Two things became clear from this round of phone calls. First, the Treasurer manages the money and distributes it to the Controller after receiving it from the Department of Revenue, which collects money for the state. Second, nobody seemed clear whether the state accepted contributions.

After a few days of civic lessons on the telephone carousel, I decided that the direct approach would work best.

I went, check in hand, to the Treasurer’s office. I asked the security guard where I could contribute money to state government. She laughed, offered to take the check, and showed me to the main reception area. The young man inside the Treasurer’s Office walked all around the first floor but could not find anyone who could take the check. He asked three middle-aged men waiting to meet with someone. None of them had heard of someone willingly ready to give money to the government, but they all agreed that I should try the Department of Revenue.

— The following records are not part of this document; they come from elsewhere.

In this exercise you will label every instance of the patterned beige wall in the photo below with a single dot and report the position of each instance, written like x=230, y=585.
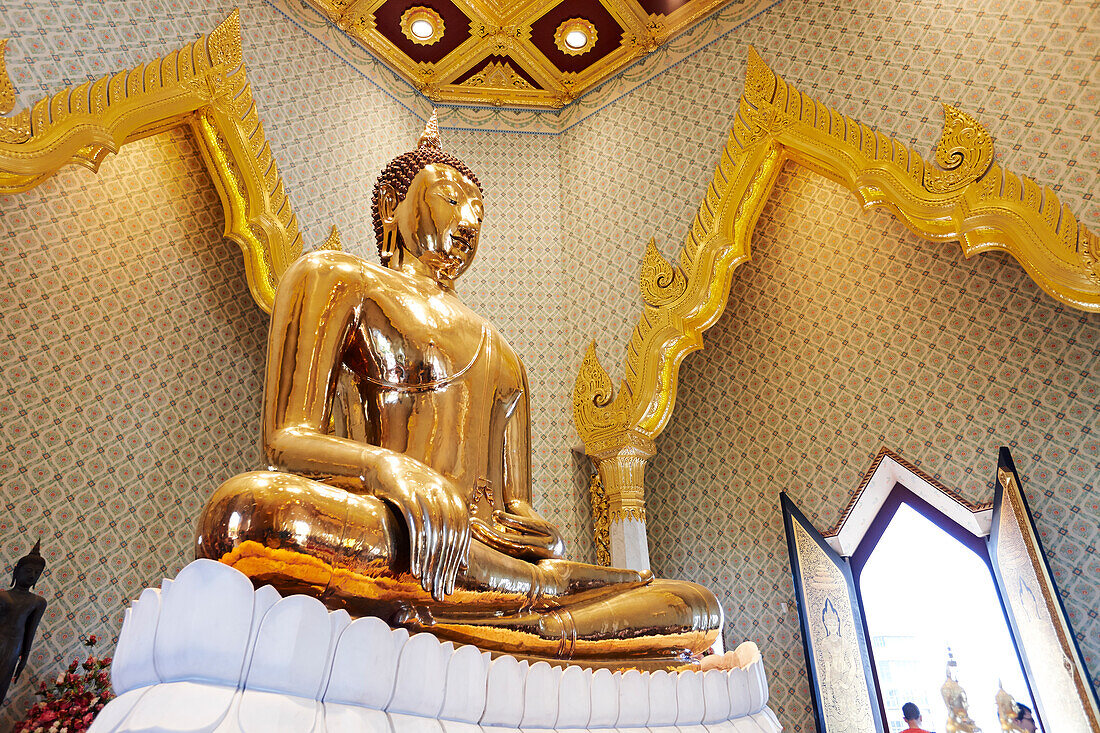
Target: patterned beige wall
x=846, y=334
x=130, y=349
x=132, y=358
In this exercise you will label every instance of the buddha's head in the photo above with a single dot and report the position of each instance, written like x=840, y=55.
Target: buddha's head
x=427, y=205
x=29, y=568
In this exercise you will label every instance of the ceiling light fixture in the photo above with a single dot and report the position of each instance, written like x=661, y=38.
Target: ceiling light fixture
x=575, y=36
x=576, y=39
x=422, y=29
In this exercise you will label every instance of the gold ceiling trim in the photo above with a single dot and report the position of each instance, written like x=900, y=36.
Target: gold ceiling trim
x=505, y=29
x=201, y=86
x=966, y=196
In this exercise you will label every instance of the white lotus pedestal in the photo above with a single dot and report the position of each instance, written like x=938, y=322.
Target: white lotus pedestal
x=206, y=652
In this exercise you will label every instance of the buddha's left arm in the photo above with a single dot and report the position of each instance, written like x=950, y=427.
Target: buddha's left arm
x=520, y=531
x=29, y=631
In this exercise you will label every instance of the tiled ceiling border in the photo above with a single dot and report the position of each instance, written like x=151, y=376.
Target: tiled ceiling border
x=492, y=119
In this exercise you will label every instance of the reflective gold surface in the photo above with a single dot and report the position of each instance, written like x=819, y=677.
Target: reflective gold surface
x=396, y=427
x=202, y=86
x=958, y=717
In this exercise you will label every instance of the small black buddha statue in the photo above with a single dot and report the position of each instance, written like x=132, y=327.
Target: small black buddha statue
x=20, y=613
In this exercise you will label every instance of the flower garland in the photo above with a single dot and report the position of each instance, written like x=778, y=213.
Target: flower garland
x=72, y=701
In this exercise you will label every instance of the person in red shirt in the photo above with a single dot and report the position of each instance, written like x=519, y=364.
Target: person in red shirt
x=912, y=715
x=1024, y=719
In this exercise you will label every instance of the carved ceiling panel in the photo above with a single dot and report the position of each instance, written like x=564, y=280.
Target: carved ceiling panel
x=521, y=53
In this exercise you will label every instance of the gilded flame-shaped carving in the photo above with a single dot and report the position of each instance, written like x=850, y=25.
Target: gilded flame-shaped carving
x=963, y=195
x=202, y=86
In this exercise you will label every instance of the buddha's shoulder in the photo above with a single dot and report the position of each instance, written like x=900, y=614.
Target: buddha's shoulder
x=343, y=266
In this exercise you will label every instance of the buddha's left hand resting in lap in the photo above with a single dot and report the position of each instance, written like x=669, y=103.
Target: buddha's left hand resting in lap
x=396, y=428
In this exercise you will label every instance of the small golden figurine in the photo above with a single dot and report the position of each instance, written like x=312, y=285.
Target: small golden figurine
x=1011, y=714
x=958, y=717
x=397, y=431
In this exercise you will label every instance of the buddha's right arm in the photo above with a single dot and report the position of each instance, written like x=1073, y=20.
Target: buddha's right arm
x=318, y=304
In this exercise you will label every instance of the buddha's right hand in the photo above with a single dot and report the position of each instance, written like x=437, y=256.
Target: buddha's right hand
x=436, y=516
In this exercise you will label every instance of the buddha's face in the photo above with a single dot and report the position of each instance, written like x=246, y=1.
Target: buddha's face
x=26, y=575
x=439, y=220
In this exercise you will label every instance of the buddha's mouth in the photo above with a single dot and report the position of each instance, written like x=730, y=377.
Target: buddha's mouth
x=462, y=244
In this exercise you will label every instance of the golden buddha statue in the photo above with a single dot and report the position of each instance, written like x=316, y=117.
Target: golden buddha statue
x=958, y=715
x=397, y=433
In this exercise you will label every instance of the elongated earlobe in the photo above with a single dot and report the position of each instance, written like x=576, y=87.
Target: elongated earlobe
x=387, y=204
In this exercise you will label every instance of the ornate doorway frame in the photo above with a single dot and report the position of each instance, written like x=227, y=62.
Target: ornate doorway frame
x=961, y=195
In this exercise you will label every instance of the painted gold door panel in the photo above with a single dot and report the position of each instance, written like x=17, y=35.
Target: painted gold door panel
x=845, y=695
x=1059, y=682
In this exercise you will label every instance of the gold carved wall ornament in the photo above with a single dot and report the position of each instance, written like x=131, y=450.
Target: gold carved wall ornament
x=963, y=194
x=201, y=86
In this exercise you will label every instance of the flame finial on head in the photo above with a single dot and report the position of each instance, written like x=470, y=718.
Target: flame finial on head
x=430, y=135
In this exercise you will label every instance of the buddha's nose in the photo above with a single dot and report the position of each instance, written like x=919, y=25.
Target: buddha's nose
x=466, y=232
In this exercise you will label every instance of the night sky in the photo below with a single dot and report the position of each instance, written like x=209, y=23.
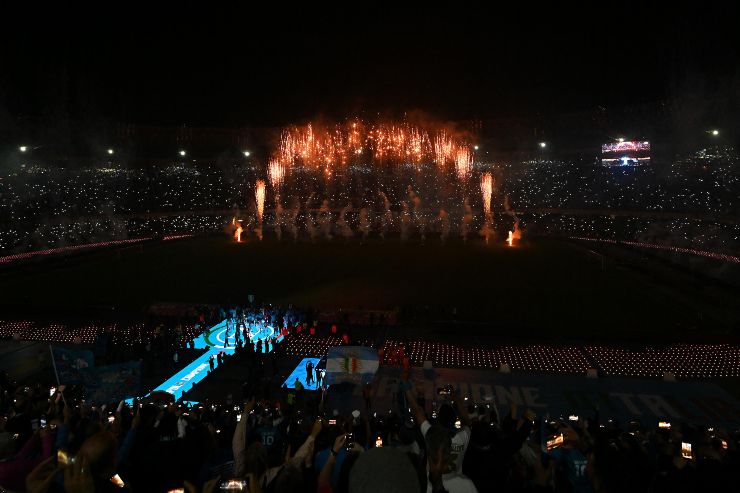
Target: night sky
x=217, y=67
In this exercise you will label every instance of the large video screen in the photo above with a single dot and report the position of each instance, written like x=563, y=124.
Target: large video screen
x=627, y=153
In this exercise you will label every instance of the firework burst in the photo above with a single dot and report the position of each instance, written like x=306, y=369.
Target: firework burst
x=486, y=188
x=259, y=195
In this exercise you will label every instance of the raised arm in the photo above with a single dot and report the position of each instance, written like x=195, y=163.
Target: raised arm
x=418, y=412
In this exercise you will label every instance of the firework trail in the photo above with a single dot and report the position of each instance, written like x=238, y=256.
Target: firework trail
x=387, y=219
x=259, y=196
x=418, y=212
x=293, y=221
x=342, y=223
x=365, y=223
x=277, y=224
x=486, y=188
x=275, y=173
x=463, y=163
x=467, y=220
x=325, y=219
x=405, y=220
x=516, y=234
x=444, y=225
x=310, y=226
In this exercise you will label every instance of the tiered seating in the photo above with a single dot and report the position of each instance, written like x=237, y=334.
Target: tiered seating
x=683, y=360
x=307, y=345
x=87, y=334
x=551, y=359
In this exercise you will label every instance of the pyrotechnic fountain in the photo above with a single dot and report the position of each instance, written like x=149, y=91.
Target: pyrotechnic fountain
x=386, y=167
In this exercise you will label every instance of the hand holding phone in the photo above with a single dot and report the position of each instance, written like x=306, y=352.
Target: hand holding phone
x=555, y=442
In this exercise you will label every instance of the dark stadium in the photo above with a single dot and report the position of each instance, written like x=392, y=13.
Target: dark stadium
x=401, y=248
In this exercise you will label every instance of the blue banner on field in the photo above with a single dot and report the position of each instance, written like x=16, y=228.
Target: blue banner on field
x=356, y=364
x=69, y=364
x=112, y=382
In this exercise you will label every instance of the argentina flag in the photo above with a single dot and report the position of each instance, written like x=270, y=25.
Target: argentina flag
x=356, y=364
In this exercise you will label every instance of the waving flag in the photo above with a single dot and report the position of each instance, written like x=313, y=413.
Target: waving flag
x=355, y=364
x=69, y=364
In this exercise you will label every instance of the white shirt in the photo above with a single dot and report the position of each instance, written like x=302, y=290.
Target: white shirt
x=455, y=483
x=459, y=443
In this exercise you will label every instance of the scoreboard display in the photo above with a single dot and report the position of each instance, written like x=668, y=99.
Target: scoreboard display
x=627, y=153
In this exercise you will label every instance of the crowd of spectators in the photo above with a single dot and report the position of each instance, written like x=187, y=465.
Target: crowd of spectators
x=45, y=207
x=288, y=441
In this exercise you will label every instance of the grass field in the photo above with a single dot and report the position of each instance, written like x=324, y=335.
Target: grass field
x=545, y=289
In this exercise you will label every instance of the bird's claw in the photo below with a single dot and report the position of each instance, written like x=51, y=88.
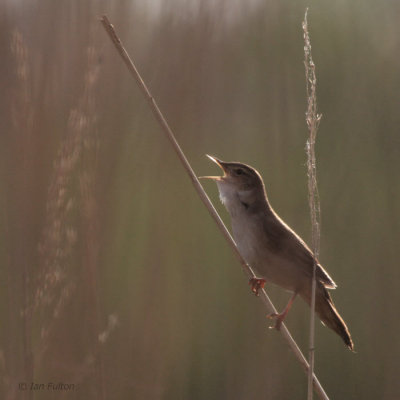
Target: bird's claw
x=256, y=284
x=279, y=319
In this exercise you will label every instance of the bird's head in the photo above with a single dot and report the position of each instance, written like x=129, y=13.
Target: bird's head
x=239, y=183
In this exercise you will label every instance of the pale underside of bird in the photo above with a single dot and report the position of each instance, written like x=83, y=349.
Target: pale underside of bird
x=275, y=252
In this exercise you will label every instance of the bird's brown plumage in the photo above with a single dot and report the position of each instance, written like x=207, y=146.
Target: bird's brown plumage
x=271, y=247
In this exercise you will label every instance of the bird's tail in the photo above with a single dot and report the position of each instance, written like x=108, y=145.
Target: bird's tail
x=329, y=316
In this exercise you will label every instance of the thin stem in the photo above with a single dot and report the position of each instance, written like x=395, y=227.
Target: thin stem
x=202, y=194
x=313, y=120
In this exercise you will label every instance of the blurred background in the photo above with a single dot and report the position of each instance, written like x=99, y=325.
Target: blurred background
x=114, y=278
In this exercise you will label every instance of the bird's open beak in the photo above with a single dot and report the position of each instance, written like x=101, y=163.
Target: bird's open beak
x=220, y=164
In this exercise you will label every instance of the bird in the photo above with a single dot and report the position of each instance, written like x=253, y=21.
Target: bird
x=275, y=252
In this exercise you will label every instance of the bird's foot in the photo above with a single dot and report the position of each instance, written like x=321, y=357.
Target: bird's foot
x=278, y=320
x=256, y=284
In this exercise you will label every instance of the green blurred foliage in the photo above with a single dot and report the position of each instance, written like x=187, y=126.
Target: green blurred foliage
x=229, y=77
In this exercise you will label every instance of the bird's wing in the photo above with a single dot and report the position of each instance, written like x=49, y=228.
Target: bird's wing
x=290, y=245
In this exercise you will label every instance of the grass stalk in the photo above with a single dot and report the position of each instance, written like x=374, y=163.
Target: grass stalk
x=312, y=119
x=202, y=194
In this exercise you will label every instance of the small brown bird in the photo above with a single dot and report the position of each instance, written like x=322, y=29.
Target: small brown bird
x=276, y=253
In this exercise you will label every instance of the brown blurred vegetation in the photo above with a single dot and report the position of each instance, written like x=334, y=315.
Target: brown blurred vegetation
x=113, y=275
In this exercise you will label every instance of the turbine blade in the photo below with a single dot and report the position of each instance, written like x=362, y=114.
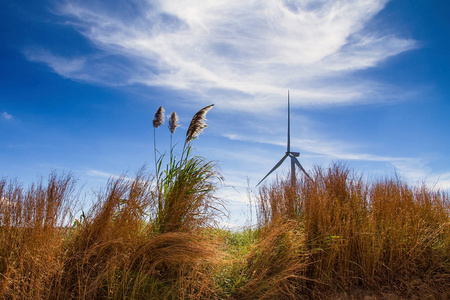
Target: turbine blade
x=273, y=169
x=300, y=166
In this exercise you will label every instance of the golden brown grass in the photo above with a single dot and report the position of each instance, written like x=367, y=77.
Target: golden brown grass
x=382, y=236
x=333, y=236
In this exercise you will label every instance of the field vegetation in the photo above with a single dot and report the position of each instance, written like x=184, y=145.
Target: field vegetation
x=153, y=236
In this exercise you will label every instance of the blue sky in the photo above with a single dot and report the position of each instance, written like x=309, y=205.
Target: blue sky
x=80, y=82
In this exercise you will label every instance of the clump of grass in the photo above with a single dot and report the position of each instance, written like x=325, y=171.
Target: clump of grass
x=32, y=230
x=186, y=186
x=380, y=235
x=277, y=265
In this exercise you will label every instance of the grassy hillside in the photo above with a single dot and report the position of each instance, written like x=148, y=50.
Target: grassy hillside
x=153, y=238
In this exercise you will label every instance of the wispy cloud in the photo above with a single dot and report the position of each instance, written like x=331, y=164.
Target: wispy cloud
x=248, y=50
x=6, y=116
x=414, y=169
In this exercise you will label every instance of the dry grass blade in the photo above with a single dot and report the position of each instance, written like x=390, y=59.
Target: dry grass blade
x=159, y=117
x=197, y=124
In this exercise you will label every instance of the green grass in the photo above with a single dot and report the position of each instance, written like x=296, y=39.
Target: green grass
x=335, y=236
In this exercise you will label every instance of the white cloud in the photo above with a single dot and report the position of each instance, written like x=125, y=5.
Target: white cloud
x=253, y=50
x=6, y=116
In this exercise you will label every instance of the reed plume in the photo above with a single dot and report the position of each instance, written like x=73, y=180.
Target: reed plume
x=173, y=122
x=197, y=124
x=159, y=117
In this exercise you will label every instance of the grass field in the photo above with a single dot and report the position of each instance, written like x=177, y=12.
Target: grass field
x=337, y=236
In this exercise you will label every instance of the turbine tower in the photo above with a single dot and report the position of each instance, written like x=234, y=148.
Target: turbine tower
x=289, y=153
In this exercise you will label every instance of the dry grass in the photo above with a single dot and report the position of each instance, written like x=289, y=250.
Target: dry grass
x=382, y=236
x=329, y=238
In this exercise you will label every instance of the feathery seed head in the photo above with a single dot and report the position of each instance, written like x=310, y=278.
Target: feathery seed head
x=159, y=117
x=197, y=124
x=173, y=122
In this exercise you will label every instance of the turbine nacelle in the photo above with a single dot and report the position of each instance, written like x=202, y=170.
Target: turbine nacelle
x=295, y=154
x=292, y=155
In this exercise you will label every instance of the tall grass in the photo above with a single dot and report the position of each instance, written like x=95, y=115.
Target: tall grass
x=380, y=235
x=335, y=235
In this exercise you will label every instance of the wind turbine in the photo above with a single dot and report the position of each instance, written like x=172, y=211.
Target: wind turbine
x=289, y=153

I went to the window where they take tax payments and asked if I could make a donation to the state to help offset the upcoming deficit. The person behind the glass said the state was not allowed to run a deficit. I explained about the likely gap between available funds and continuation budget spending and said that I really just wanted to help. Again came offers from others behind the counter and in the customer area to take my check. They also asked if I was wealthy enough to bail the state out of a billion-dollar deficit and whether I was running for office. The Revenue staff explained that I would get refunded whatever I contributed beyond my tax liability, so if I really wanted to help the state, I could contribute to a university or a charity.

As I explained my odyssey to friends on the left and right, the reaction was always the same: Why would you give money to the state? One friend on the left said, “Yes, the state needs money and does many good things, but really, who in their right mind is going to pay more than they have to in taxes?”

It is time we find out who would willingly pay more to the state to fund all of the needed programs. In addition to the federal government, six states have a fund that accepts voluntary contributions from citizens, and another 13 states had proposals to establish such a fund in 2006.

Virginia’s experience shows that my friends might be correct. Contributions from July 2002 through June 2006 totaled just $9,048. But North Carolina is a more progressive state than Virginia. Surely, the good citizens of this state will see the good public money brings about in terms of jobs, culture, and education, and decide that government needs more money.

Then again, maybe the problem is not that the newly sworn-in House and Senate do not have enough money, but that they spend too much. Nah. Couldn’t be.